Now that the Constitution has been rescued and sexual McCarthyism discredited, perhaps the most durable legacy of the Lewinsky mess is the central location of the right-wing slime machine on the American political landscape.
Consider the toxic spill effect of Juanita Broaddrick’s decision to reverse her sworn testimony and insist to reporters that, in fact, Bill Clinton did rape her more than twenty years ago. NBC News worked the story for months but held it until February 24 as it sought to investigate Broaddrick’s story. During this period Matt Drudge hysterically charged that the network’s news president, Andrew Lack, “knowingly stood by as the White House manipulated NBC owner General Electric.” His source: an anonymous “senior executive at another network.” In other words, he had no source at all. There’s more. “‘Andy Lack should resign. Resign now. We have to save our face,’ declared one insider.” Insider? Insider where? Drudge’s sock drawer? Lucianne Goldberg’s cigarette holder? It gets worse: “It is not clear,” Drudge wrote, “if White House Press Secretary Joe Lockhart has been in personal contact with NBC News President Lack, or to what lengths Lockhart has gone to keep the story bottled up.” In other words, “I make this stuff up as I go along.”

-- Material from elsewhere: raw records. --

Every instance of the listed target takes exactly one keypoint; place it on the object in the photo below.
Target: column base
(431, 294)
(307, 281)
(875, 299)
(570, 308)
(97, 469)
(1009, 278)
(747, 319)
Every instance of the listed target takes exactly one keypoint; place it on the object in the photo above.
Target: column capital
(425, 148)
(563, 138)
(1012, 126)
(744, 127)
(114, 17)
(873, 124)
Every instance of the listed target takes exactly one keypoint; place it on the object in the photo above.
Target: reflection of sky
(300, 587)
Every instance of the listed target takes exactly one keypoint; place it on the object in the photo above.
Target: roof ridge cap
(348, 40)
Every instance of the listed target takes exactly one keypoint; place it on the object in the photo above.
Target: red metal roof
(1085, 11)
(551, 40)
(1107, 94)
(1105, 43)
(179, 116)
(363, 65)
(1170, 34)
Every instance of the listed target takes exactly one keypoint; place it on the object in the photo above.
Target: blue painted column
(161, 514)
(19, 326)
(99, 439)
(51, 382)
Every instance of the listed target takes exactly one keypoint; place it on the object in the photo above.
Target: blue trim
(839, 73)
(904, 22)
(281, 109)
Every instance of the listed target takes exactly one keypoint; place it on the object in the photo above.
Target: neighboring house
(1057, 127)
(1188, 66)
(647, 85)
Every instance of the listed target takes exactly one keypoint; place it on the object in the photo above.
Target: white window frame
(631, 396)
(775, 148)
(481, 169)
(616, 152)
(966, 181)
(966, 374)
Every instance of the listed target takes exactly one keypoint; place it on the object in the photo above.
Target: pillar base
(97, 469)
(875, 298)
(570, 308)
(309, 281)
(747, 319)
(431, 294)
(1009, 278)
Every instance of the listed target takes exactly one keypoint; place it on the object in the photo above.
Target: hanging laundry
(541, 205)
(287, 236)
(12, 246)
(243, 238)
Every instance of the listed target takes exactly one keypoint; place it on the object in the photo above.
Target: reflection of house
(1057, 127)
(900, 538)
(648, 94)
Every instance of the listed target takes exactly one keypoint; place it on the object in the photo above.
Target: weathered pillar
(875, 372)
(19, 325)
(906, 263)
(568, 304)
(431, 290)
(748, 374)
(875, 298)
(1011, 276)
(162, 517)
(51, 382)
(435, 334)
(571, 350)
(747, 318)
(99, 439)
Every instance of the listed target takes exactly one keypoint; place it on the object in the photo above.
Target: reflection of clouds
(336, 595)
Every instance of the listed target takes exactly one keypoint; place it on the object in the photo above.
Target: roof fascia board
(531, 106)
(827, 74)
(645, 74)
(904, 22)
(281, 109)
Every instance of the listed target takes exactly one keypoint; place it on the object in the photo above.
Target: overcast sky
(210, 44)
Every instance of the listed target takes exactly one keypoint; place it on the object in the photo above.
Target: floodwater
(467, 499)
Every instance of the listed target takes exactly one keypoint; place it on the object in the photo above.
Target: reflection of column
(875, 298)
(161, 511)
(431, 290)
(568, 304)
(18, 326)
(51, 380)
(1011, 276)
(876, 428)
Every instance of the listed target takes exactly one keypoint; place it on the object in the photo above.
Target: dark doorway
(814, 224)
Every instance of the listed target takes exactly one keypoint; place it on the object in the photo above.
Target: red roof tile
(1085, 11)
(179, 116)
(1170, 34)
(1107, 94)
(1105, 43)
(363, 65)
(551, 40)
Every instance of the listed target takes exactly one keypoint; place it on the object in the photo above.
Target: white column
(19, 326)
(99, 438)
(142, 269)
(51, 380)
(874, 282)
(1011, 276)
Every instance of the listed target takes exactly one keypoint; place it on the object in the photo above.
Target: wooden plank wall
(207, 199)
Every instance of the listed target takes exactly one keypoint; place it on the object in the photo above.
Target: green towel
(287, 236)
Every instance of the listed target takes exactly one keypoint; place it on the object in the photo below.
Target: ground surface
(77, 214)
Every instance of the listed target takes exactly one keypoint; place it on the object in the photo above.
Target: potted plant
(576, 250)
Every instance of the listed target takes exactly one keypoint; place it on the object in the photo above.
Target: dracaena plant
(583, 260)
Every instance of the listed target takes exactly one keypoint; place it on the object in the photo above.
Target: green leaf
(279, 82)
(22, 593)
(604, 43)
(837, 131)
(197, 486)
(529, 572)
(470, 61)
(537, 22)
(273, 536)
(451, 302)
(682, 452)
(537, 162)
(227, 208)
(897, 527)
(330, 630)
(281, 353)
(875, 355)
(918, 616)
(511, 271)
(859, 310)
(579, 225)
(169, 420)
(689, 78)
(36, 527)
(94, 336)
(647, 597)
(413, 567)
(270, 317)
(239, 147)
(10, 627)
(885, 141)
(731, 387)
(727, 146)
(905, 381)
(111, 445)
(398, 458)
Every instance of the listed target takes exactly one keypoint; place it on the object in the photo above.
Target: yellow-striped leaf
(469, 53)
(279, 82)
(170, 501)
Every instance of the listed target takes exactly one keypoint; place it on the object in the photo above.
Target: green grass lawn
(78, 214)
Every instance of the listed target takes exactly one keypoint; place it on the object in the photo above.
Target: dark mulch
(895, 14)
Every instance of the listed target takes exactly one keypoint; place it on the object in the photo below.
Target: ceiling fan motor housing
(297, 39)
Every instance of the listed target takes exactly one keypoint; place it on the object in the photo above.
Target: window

The story ultimately broke on February 19, when the editorial page of the Wall Street Journal joined its erstwhile political and journalistic comrade Drudge. Deploying tear-jerking prose, right-wing ideologue Dorothy Rabinowitz accepted Broaddrick’s claims at face value. She wrote, “To encounter this woman, to hear the details of her story and the statements of the corroborating witnesses, was to understand that this was in fact an event that took place.” The trusting editorial writer–“I am not a hard news reporter,” she has explained–asked Broaddrick no uncomfortable questions and turned up no contemporaneous evidence. Nor did she raise the issue of a voluntary polygraph. Woman-to-woman, Rabinowitz simply decided that Broaddrick’s twenty-one-year-old claims were true, and the massive news-disseminating resources of the Dow Jones Company were marshaled behind a story that its news division wouldn’t touch. Following this act of journalistic recklessness, the paper’s editors chided NBC for its commitment to ethical standards and even compared their own work to George Orwell’s Homage to Catalonia.
The Journal‘s extremist editorial page feeds on the credibility its news division has earned, even though its ideologically inspired flights of fancy often contradict its hard news reporting. Nevertheless, the story gets wings simply because it has the appearance of having run in a “respectable” outlet. Coverage in the wake of the Journal‘s bombshell was remarkably subdued, however, with much of it focusing on the ethical questions raised by the Rabinowitz story. Alone in hyping the sensational aspects of Broaddrick’s unsupported allegations were right-wing entrepreneurs Rupert Murdoch and Sun Myung Moon. Murdoch’s New York Post put it on the front page. His Fox News gasbags flogged it endlessly over the weekend. Moon’s Washington Times made further cover-up accusations against NBC. The stories that followed, predating NBC’s opening of the floodgates, appeared in the Washington Post, the Boston Globe, Time, USA Today, CBS News and the New York Times. All were defensibly handled, though arguable in terms of news value, given the paltry evidence supporting Broaddrick’s account.